Walking in the dark night under the glare of motorway lights, cars and lorries zooming by. Maybe some drivers glance over at this lonesome figure trudging through the unkempt grass, probably guessing it’s the driver of a broken-down car trying to reach a phone (do people still have to reach phones these days?). It gets a bit scary out here. I remember watching a really bizarre TV programme about two Scandinavian twins simultaneously running out in front of traffic on the M6 (they’d travelled over from Ireland to add further incongruity to the tale). One managed to get herself badly smashed by a truck and the other sustained an injury but not severe enough that she couldn’t assault and attack the motorway police who were trying to help her. This was all caught on camera and made for quite distressing viewing. One of those things that stays with you. The police-assaulter was taken into custody and released a couple of days later when she went out and murdered some poor fella with a knife.

‘Folie a deux’ – a moment of madness between two twins was one of the psychiatric summations at the trial.

Certainly takes some powerful motive force to compel someone to throw themselves into speeding traffic. A powerful force indeed.

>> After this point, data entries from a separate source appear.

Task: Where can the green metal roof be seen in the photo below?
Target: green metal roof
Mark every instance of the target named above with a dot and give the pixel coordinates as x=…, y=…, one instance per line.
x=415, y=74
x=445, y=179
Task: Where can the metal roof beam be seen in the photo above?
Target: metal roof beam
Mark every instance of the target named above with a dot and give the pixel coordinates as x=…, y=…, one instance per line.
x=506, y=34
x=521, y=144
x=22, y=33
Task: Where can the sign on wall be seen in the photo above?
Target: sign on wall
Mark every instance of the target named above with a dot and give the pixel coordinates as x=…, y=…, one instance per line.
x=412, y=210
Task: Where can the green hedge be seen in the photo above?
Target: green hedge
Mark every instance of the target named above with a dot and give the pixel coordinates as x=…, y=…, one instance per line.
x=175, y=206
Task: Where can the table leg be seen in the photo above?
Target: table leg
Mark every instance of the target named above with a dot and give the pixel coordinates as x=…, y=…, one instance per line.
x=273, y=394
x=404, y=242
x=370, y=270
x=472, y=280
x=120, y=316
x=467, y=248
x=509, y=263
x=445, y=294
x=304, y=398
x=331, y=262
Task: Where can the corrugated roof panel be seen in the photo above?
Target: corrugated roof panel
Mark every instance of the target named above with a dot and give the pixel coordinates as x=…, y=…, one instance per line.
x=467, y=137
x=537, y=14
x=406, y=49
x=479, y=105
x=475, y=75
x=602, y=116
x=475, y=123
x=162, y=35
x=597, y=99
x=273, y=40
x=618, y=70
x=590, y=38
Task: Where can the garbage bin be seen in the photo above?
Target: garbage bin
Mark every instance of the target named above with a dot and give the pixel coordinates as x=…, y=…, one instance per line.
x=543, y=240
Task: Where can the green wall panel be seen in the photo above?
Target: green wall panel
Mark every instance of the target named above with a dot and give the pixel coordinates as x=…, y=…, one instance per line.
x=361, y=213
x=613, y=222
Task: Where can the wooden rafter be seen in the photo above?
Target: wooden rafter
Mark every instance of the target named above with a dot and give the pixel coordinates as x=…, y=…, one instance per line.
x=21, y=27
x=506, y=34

I remember once, to amuse myself, I adopted a broad ‘Ulster’ accent when accepting a lift from a chap who, on first impressions, appeared to be middle-class and English. Turned out he was a native of Belfast. The more I tried to prove my mettle as a countryman of his the more I started speaking like Ian Paisley. I very quickly told him that I had to shorten my proposed destination as I was feeling car sick.